Talking Heads
I want to talk about how we animate our characters’ portraits in Voodoo Detective. And I want to talk about it… now!
One of the first things we did as we began to design the dialogue system for Voodoo Detective was to research how other games had handled their dialogue. We looked at old classics like Monkey Island, Grim Fandango, and King’s Quest. After all, why not learn from our elders? We also looked at more modern games like Celeste, Unavowed, Oxenfree, and The Walking Dead. After all, why not learn from our contemporaries?
There’s certainly a lot to say about the decisions we made with respect to our dialogue system, but what I’d really like to focus on, as I subtly intimated in the lede, are the animated talking portraits.
We always felt that having our characters’ faces visible during dialogue would be a powerful tool to leverage as we attempt to ground our players in the emotions of the story. One thing humans are very good at is pattern recognition. We’ll look at the clouds together and you’ll say to me, “Eric, I see an elephant up there.” I cast my gaze skyward, and by god, I see an elephant up there too. I’m glad we could share this moment. Anyway, seeing our characters’ portraits seemed like a good idea.
To that end, we came up with a few options:
Option #1: No Animation
Nobody said we had to animate these dang portraits. Take another look at what Unavowed did.
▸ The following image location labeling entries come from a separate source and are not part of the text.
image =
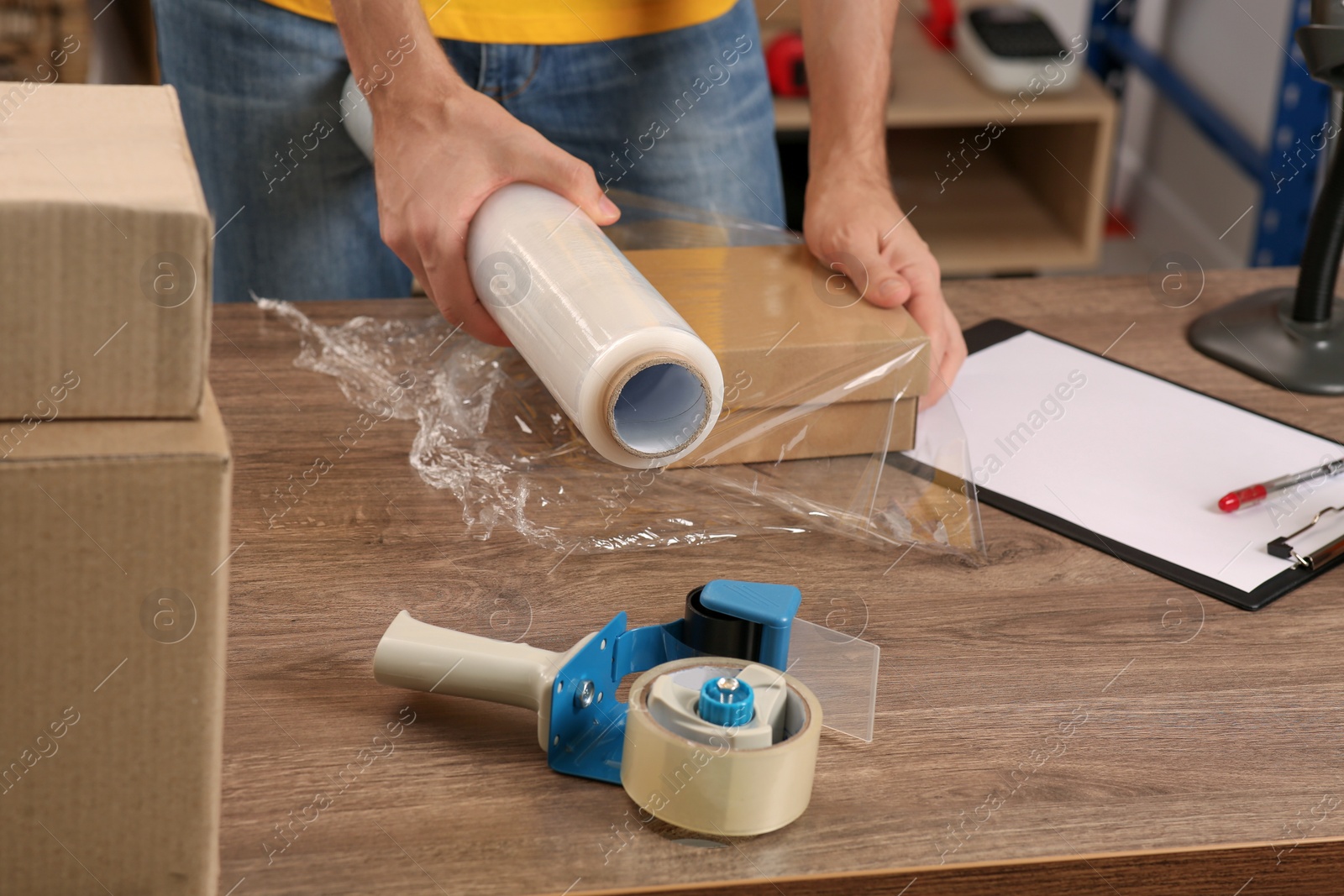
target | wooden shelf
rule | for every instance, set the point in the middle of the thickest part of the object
(1032, 201)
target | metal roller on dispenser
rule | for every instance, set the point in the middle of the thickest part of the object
(712, 743)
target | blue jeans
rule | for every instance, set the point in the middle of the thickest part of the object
(293, 196)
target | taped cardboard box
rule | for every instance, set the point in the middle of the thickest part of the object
(788, 343)
(112, 656)
(107, 253)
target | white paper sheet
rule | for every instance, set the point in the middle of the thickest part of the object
(1137, 459)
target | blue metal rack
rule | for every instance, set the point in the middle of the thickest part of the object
(1287, 174)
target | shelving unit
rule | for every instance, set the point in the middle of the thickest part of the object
(1032, 202)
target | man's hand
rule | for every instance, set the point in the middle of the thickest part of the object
(860, 221)
(440, 150)
(850, 206)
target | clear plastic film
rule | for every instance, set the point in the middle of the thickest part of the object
(499, 441)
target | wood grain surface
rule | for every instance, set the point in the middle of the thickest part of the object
(1052, 721)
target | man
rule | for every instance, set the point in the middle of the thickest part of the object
(662, 97)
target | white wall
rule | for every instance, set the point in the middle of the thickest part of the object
(1180, 191)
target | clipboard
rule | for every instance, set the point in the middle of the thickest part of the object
(1063, 521)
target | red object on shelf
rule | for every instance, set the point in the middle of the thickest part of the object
(938, 23)
(784, 63)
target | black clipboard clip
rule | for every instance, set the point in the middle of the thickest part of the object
(1281, 548)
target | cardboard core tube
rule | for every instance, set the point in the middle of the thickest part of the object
(658, 406)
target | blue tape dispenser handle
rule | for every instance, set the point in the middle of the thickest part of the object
(581, 725)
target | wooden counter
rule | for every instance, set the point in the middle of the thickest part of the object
(1206, 754)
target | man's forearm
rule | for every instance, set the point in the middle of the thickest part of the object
(848, 58)
(382, 35)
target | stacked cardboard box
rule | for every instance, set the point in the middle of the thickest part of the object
(114, 490)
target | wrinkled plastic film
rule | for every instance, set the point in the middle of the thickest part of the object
(494, 436)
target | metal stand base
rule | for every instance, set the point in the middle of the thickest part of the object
(1258, 336)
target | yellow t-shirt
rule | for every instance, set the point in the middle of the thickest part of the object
(544, 20)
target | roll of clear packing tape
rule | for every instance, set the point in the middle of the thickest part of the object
(719, 781)
(622, 363)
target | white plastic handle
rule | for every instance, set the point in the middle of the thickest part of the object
(423, 658)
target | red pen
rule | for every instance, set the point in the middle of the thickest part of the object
(1258, 492)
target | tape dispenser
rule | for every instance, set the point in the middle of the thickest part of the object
(717, 735)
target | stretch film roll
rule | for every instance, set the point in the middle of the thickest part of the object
(631, 374)
(719, 783)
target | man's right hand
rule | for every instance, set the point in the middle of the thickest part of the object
(440, 150)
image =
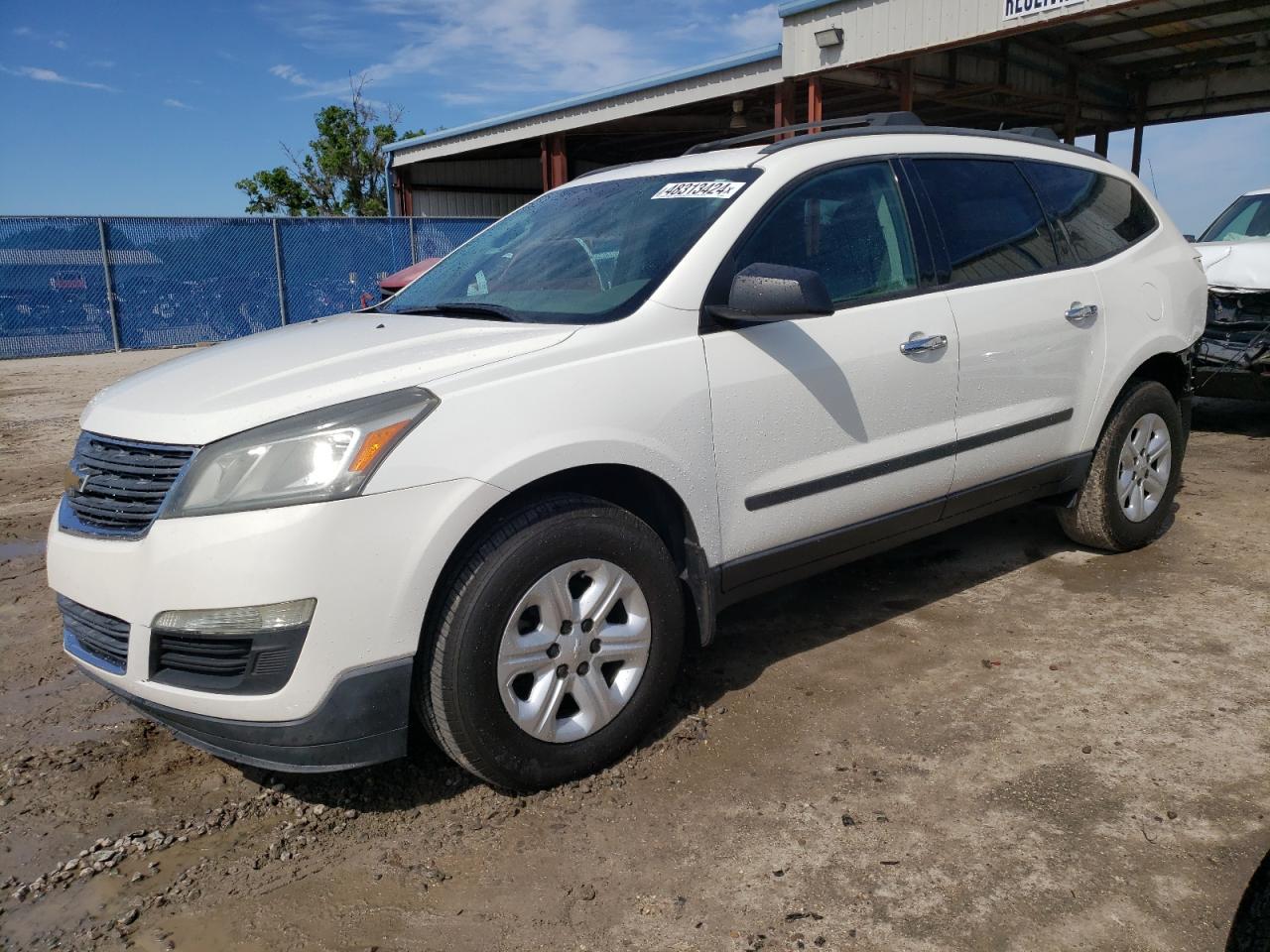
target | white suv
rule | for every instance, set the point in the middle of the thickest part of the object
(498, 504)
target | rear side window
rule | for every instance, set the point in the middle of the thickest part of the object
(993, 226)
(1101, 214)
(847, 225)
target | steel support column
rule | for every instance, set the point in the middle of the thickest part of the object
(109, 286)
(784, 107)
(906, 86)
(815, 102)
(1139, 121)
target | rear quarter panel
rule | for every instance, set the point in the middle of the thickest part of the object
(1155, 299)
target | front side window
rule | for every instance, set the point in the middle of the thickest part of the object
(576, 255)
(992, 225)
(1101, 214)
(848, 226)
(1247, 218)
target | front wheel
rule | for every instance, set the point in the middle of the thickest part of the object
(554, 645)
(1133, 479)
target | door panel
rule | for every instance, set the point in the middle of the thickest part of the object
(822, 422)
(1026, 370)
(1032, 336)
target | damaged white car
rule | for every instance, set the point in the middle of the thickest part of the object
(1232, 359)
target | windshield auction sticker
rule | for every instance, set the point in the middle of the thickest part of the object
(699, 189)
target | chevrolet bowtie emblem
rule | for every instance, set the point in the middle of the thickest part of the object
(72, 483)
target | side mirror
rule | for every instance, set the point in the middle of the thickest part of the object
(763, 293)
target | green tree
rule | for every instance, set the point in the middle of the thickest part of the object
(344, 171)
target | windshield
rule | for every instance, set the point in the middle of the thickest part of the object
(1247, 218)
(576, 255)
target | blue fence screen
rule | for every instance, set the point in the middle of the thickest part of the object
(79, 286)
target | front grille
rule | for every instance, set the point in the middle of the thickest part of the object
(117, 486)
(255, 664)
(99, 638)
(216, 657)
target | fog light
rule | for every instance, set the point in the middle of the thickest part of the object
(239, 621)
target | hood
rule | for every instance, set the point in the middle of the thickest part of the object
(1236, 266)
(230, 388)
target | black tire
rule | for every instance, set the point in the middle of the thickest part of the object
(456, 690)
(1096, 520)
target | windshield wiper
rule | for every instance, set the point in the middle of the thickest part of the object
(467, 308)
While they chose not to animate the portraits, they did swap out the faces based on the emotions they sought to convey.
Pros
This is by far the cheapest, easiest option.
Cons
It’s not as interesting as having the lips actually move, now is it!?
Option #2: Lip Smacking
As the name implies, this method has us animating the characters’ mouths flapping from the “opened” to “closed” state anytime dialogue is spoken irrespective of whether or not the character is pausing between sentences.
I’m ashamed to say I lost the video clip for this version of our portrait animations, but I retained the animation itself so here’s what that looked like.
Pros
This is a step up from having no animation. We get to see the mouth move!
Cons
It’s actually quite jarring seeing a person’s mouth move when they’re supposed to be pausing in between words.
The shapes the mouth makes don’t match the dialogue.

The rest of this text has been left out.